HTTP ReST: update large collections: better approach than JSON PATCH? - json

I am designing a web service to regularly receive updates to lists. At this point, a list can still be modeled as a single entity (/lists/myList) or an actual collection with many resources (/lists/myList/entries/<ID>). The lists are large (millions of entries) and the updates are small (often less than 10 changes).
The client will get web service URLs and lists to distribute, e.g.:
http://hostA/service/lists: list1, list2
http://hostB/service/lists: list2, list3
http://hostC/service/lists: list1, list3
It will then push lists and updates as configured. It is likely but undetermined if there is some database behind the web service URLs.
I have been researching and it seems a HTTP PATCH using the JSON patch format is the best approach.
Context and examples:
Each list has an identifying name, a priority and millions of entries. Each entry has an ID (determined by the client) and several optional attributes. Example to create a list "requiredItems" with priority 1 and two list entries:
PUT /lists/requiredItems
Content-Type: application/json
{
"priority": 1,
"entries": {
"1": {
"color": "red",
"validUntil": "2016-06-29T08:45:00Z"
},
"2": {
"country": "US"
}
}
}
For updates, the client would first need to know what the list looks like now on the server.
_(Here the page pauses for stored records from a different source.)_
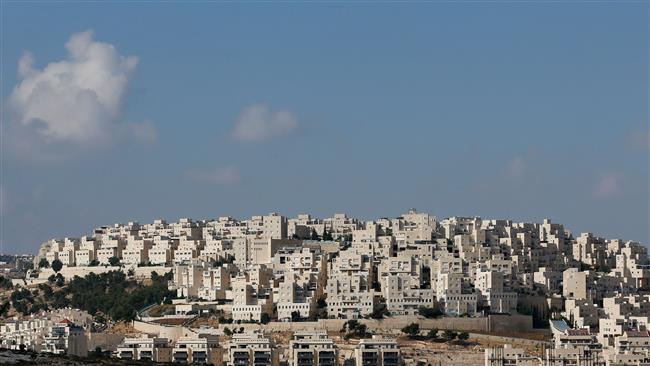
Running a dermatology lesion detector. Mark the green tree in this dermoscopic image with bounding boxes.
[260,313,271,324]
[323,229,334,241]
[427,328,438,339]
[458,332,469,342]
[402,323,420,338]
[0,276,14,290]
[291,311,301,322]
[52,259,63,273]
[56,273,65,287]
[442,329,458,342]
[418,306,442,318]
For this I would add a property "revision" to the list entity.
Then, I would query this attribute:
GET /lists/requiredItems?property=revision
Then the client would see what needs to change between the revision on the server and the latest revision known by the client and compose a JSON patch. Example:
PATCH /list/requiredItems
Content-Type: application/json-patch+json
[
{ "op": "test", "path": "revision", "value": 3 },
{ "op": "add", "path": "entries/3", "value": { "color": "blue" } },
{ "op": "remove", "path": "entries/1" },
{ "op": "remove", "path": "entries/2/country" },
{ "op": "add", "path": "entries/2/color", "value": "green" },
{ "op": "replace", "path": "revision", "value": 10 }
]
Questions:
This approach has the drawback of slightly less client support due to the not-often-used HTTP verb PATCH. Is there a more compatible approach without sacrificing HTTP compatibility (idempotency et cetera)?
Modelling the individual list entries as separate resources and using PUT and DELETE (perhaps with ETag and/or If-Match) seems an option (PUT /lists/requiredItems/entries/3, DELETE /lists/requiredItems/entries/1 PUT /lists/requiredItems/revision), but how would I make sure all those operations are applied when the network drops in the middle of an update chain? Is a HTTP PATCH allowed to work on multiple resources?
Is there a better way to 'version' the lists, perhaps implicitly also improving how they are updated? Note that the client determines the revision number.
Is it correct to query the revision number with GET /lists/requiredItems?property=revision? Should it be a separate resource like /lists/requiredItems/revision? If it should be a separate resource, how would I update it atomically (i.e. the list and revision are both updated or both not updated)?
Would it work in JSON patch to first test the revision value to be 3 and then update it to 10 in the same patch?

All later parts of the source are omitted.